The assailant sensed it, though. When Brad was still five feet away—a good two feet farther than he needed to be for a decisive strike—the gunman turned. Nicki screamed.
Brad rushed the attacker like a linebacker, hitting hard, somewhere in the midsection. An explosion rocked the Quik Mart as the gun discharged, triggering another scream from Nicki. She tried to roll out of the way of the fight, but the driving force of Brad's tackle sent both men hurling straight for her. She covered her head with her arms, and grunted as they fell on her hard.
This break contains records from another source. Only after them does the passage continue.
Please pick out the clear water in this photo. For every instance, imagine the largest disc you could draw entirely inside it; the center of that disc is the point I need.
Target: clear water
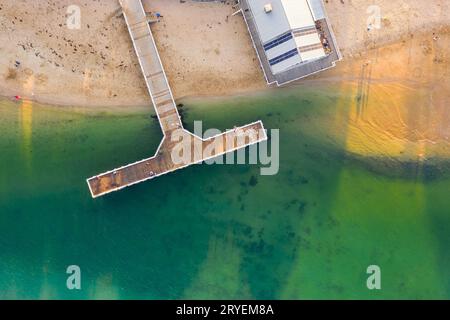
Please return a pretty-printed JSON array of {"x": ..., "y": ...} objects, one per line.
[{"x": 206, "y": 231}]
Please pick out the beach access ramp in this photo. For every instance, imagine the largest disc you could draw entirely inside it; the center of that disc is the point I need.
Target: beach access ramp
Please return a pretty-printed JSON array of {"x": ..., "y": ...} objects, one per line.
[{"x": 179, "y": 148}]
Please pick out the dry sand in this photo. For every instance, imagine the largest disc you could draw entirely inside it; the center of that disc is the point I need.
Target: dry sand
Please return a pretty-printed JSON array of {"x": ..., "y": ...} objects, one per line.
[
  {"x": 399, "y": 74},
  {"x": 205, "y": 50}
]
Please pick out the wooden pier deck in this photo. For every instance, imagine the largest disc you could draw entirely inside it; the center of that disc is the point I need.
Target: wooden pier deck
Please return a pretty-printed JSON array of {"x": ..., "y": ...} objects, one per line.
[{"x": 172, "y": 153}]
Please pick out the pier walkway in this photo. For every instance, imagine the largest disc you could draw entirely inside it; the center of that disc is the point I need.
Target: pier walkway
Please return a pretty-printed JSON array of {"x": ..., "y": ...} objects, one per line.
[{"x": 179, "y": 148}]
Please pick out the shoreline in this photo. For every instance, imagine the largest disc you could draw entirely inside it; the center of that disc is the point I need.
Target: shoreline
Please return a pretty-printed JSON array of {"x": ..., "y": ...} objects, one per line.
[{"x": 96, "y": 65}]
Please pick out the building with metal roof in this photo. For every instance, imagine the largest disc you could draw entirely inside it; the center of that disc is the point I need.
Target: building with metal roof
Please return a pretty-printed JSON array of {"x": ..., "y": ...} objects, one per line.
[{"x": 293, "y": 38}]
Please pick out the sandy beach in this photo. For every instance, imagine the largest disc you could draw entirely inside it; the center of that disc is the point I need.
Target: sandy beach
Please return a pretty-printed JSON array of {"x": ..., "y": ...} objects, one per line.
[{"x": 206, "y": 51}]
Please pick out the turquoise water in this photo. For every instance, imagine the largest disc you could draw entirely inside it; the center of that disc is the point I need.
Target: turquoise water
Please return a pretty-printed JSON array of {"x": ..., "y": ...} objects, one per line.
[{"x": 213, "y": 231}]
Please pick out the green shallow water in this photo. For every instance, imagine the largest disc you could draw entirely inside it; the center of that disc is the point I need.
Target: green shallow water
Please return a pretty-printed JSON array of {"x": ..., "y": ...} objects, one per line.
[{"x": 212, "y": 231}]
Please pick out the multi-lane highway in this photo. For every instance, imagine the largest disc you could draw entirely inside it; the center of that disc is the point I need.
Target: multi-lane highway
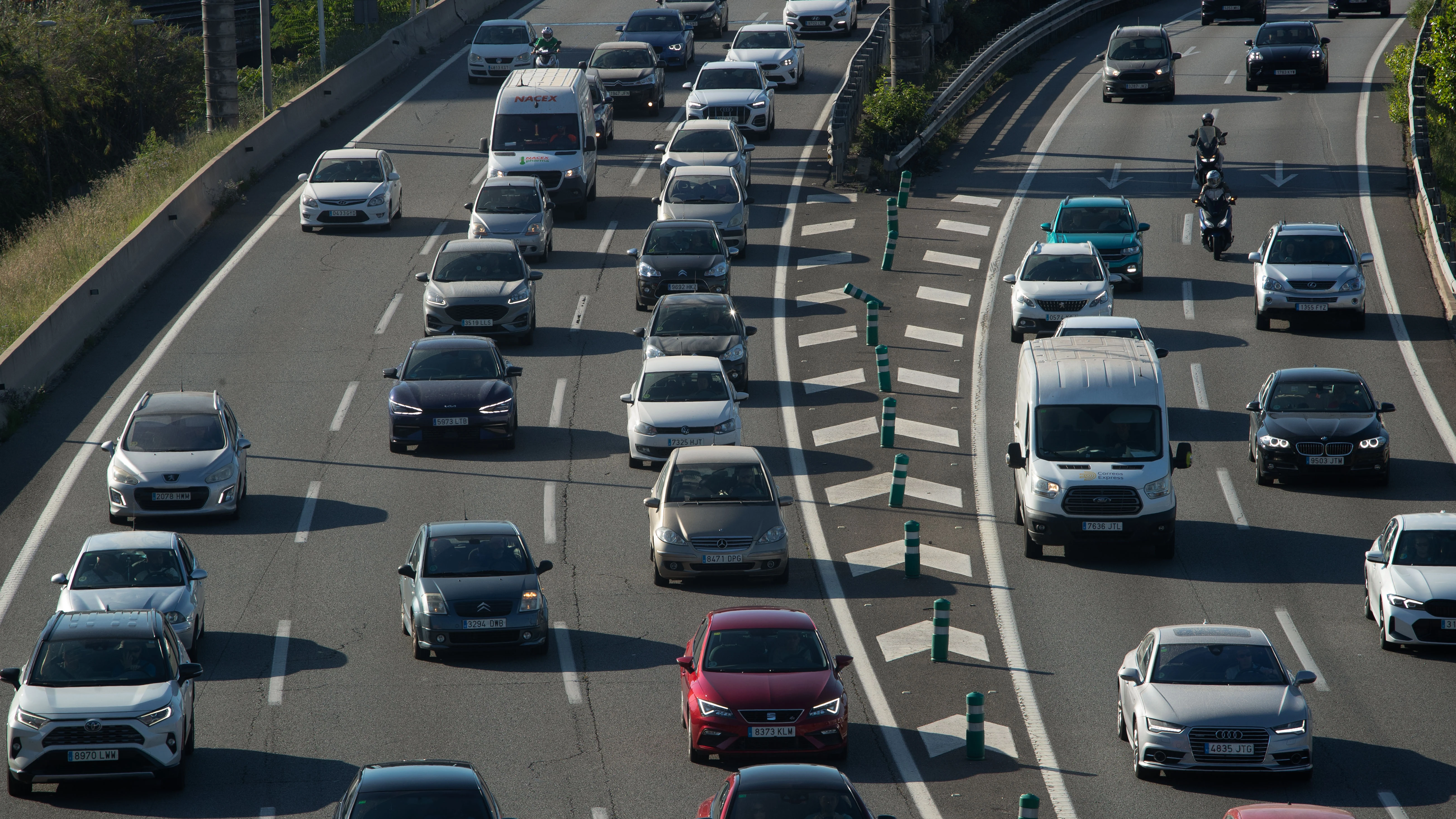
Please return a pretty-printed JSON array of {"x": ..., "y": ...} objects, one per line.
[{"x": 286, "y": 325}]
Brad was yelling, too, and like Nicki's, his words didn't make sense. It was a roar of frenzied anger, and after the first two seconds, it became clear that the robber didn't have a chance.
Brad cocked his fist and fired it into the gunman's face. Nicki could feel the impact reverberate all the way down to her. “Drop the gun!” Brad commanded, and he leveled another bone-crushing blow to the face.
The gunman made a high-pitched squealing sound as the blows found their marks, and as he rolled away, across the white linoleum floor, Nicki noticed that he left a bloody smear. The gun clattered to the floor and Brad made a dive for it, executing a shoulder roll to come back to his knee, with the gun leveled at the attacker, who himself had found his feet.
“Freeze or you're dead,” Brad commanded.
The attacker stood there, saying nothing, drooling blood through the tight weave of his woolen mask.
“Hands,” Brad commanded. “I want to see hands.” The gun looked different in Brad's hands than it did in the robber's.
The attacker made that high-pitched squeal again, then without a word, he spun and ran for the door, not even slowing as he charged out into the steadily darkening day.
“Stop, goddammit!” Brad yelled, and he threw the weapon at the door.
“What are you doing?” Nicki said. “Shoot him!”
“The goddamn thing is empty. He was robbing the place with an unloaded gun.”
But it
wasn't
unloaded. She'd heard it fire. Her ears still rang from the noise of it. Movies and television couldn't come close to capturing the heavy percussion of a gunshot up close. Even firecrackers couldn't touch it, and she'd detonated some hellacious firecrackers in her time.
As her hearing returned, she watched Brad struggle with his temptation to chase after the gunman to get even with him. The look she saw in his face—in his eyes—was one that she'd never seen before, not in him, and not in anyone else. It was a look of sheer rage, the emotion raw and unfiltered. She saw it in the set of his jaw, too, and the way the ridge over his eye was bleeding, but he clearly had not yet noticed.